IoT devices like wearables and smartwatches have often been touted as the next big thing as the IoT industry is expected to grow from 7.6 billion in 2019 to 24.1 billion in 2030, thereby drawing a huge revenue of more than $1.5 trillion, at 11% CAGR. These numbers are truly humongous and seem to catch the eyes of cybercriminals like it probably happened in the case of Garmin.
Garmin Hit by a Ransomware Attack?
Garmin, a known GPS and wearable smartwatch device manufacturer, is suspected of being attacked by a ransomware that led to a two-day complete service outage (on July 24 & 25) of its website and other services including customer support. According to the information provided by iThome, a Taiwanese tech news source, Garmin’s internal employees were told that the IT server was attacked by a computer virus and the entire production line was down as a result.
However, Garmin has not yet officially confirmed the ransomware attack. Instead, its official website stated, “We are currently experiencing an outage that affects Garmin.com and Garmin Connect. This outage also affects our call centers, and we are currently unable to receive any calls, emails, or online chats. We are working to resolve this issue as quickly as possible and apologize for this inconvenience.”
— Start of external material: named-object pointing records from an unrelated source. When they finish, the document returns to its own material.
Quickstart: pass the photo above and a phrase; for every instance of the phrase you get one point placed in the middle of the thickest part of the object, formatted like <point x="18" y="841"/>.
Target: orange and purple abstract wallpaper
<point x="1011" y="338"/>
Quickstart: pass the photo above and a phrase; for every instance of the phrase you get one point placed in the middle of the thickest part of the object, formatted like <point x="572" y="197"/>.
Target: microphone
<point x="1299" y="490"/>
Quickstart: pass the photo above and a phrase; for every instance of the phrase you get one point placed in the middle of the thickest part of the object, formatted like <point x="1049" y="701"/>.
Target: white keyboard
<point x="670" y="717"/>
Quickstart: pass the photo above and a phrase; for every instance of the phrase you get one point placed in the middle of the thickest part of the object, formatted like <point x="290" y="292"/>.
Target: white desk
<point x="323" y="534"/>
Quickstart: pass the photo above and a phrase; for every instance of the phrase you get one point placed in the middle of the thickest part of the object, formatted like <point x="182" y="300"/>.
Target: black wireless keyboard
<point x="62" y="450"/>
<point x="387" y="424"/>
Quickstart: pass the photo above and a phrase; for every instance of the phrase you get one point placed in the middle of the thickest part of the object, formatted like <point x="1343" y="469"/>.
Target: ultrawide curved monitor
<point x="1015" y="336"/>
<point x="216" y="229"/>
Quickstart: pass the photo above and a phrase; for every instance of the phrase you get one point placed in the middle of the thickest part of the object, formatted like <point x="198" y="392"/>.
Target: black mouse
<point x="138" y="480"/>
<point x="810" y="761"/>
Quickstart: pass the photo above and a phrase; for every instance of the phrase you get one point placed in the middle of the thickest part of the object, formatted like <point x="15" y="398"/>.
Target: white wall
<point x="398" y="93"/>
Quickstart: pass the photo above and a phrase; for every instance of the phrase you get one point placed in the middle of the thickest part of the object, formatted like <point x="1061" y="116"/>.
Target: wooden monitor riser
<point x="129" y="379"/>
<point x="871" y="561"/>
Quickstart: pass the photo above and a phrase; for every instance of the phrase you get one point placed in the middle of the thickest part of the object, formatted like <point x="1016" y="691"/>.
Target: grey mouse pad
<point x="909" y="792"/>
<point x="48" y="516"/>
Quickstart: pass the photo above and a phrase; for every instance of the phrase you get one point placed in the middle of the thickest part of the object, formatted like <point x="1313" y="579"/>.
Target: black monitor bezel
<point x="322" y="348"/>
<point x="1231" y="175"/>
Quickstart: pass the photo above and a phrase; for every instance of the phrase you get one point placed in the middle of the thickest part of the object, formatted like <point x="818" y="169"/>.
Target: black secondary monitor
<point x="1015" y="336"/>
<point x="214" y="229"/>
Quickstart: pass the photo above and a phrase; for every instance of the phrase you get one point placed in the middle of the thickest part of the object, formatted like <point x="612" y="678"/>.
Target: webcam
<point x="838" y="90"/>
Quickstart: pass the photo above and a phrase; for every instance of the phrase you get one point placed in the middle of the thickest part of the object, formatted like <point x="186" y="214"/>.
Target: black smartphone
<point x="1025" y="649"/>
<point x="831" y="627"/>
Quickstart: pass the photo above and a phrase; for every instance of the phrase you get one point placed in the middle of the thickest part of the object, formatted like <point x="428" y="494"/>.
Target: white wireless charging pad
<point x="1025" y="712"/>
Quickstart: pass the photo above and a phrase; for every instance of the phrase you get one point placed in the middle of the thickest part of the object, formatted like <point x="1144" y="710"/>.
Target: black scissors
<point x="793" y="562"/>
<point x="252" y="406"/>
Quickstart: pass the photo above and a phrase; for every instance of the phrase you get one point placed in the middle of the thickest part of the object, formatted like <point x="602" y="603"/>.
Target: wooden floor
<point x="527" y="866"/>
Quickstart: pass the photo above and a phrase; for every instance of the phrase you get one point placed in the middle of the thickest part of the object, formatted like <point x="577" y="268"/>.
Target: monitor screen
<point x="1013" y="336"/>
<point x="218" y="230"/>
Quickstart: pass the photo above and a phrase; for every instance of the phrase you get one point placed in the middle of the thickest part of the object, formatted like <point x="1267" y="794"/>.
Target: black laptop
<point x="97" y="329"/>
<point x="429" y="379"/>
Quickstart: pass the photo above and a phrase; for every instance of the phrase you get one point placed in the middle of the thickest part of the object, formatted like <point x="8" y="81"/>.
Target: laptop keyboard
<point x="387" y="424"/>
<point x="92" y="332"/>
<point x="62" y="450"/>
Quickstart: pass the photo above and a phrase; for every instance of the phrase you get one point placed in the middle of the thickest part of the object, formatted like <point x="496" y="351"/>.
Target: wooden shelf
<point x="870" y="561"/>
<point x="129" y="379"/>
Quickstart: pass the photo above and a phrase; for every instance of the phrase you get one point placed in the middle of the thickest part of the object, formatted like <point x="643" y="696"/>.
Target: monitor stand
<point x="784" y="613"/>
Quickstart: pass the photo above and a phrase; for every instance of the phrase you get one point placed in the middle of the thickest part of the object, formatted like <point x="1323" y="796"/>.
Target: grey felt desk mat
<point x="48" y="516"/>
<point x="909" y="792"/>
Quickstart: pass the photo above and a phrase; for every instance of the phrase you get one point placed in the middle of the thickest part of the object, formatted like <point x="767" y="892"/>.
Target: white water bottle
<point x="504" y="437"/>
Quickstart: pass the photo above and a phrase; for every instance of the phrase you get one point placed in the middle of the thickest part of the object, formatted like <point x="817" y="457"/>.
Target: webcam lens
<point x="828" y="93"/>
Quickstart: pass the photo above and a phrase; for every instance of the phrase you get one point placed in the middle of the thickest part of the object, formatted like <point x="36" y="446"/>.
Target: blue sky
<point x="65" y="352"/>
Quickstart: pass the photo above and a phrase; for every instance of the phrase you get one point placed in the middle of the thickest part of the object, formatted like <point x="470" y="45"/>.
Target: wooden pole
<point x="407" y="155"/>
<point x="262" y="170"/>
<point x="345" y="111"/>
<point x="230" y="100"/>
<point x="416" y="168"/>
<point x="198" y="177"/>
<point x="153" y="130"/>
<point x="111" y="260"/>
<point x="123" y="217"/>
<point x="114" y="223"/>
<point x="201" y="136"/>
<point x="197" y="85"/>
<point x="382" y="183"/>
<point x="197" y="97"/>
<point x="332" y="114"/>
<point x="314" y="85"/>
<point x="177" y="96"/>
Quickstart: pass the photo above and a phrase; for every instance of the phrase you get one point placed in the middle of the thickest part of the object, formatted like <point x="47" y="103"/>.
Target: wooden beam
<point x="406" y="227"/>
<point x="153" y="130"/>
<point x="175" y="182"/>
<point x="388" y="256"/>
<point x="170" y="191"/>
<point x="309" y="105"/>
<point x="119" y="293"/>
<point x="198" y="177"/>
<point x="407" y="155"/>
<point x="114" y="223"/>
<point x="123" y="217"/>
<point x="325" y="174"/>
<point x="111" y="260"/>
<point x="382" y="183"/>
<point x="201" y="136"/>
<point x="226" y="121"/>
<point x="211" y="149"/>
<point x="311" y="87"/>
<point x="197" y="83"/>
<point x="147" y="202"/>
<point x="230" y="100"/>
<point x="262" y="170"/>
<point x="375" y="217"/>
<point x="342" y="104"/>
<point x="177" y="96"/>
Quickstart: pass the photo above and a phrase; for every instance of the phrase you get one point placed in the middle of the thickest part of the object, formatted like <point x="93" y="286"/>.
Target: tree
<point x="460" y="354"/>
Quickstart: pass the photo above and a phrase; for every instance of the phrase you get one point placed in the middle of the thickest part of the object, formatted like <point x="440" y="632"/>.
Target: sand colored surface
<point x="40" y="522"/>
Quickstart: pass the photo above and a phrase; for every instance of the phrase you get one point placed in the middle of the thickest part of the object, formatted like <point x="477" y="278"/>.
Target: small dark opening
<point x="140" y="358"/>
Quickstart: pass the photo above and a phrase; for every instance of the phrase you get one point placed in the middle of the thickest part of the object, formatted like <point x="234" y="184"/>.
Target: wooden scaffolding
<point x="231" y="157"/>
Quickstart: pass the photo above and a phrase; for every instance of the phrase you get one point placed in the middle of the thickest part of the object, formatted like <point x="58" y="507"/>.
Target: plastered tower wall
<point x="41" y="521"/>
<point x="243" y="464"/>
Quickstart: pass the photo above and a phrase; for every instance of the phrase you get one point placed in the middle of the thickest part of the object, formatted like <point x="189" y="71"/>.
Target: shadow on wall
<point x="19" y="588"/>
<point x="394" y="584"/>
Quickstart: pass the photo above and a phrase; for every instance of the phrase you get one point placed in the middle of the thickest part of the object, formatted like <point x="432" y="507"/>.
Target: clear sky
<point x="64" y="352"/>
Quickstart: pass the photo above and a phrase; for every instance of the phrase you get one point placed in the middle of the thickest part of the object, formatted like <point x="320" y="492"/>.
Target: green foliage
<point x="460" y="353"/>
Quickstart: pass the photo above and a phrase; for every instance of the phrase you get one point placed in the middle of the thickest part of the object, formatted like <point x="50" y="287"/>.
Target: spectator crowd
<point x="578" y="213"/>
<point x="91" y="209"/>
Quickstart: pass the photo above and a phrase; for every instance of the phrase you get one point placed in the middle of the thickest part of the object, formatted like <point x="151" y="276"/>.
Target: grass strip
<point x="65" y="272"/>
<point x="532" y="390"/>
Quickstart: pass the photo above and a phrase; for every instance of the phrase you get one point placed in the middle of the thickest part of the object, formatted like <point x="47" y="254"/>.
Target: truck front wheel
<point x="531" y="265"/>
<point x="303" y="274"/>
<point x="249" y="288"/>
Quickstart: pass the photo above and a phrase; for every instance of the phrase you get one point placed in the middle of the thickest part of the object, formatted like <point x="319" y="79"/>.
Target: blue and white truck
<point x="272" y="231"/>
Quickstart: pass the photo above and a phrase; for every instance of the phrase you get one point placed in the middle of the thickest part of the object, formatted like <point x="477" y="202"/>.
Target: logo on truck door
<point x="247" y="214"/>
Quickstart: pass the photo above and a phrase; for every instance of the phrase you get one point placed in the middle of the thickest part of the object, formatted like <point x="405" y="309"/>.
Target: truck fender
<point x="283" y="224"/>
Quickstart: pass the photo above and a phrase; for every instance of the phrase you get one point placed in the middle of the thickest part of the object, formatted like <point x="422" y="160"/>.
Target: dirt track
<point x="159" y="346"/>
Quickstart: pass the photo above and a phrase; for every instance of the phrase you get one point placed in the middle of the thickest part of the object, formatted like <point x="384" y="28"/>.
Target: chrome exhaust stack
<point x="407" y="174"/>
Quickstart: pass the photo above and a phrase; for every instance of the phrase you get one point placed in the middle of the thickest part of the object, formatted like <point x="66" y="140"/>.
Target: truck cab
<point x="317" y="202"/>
Since the smartwatch maker records personal, sensitive, physiological information and exercise data across its broad range of wearable devices, users are also concerned about the extent of disruption and data compromise that could happen if the allegations are upheld to be true. In the meanwhile, many users reported that their Garmin smartwatch data was not getting synced and, in some cases, certain historical and physiological data appeared to be lost.
The Rise of IoT Draws New Security Concerns
Earlier, research named, “The Internet of Things: Consumer, Industrial & Public Services 2020-2024,” from Juniper Networks found that with the number and purpose of connected devices increasing rapidly, the concerns over security threats also increase. The research stressed that IoT networks must implement steps to maximize security in all layers of the IoT ecosystem, including devices and connectivity. The research advised enterprises to implement the necessary security measures to defend against cyberattacks. It suggested two key areas of focus — the use of network segmentation to mitigate cyber risks and to ensure that the lifecycle management of network assets is properly maintained.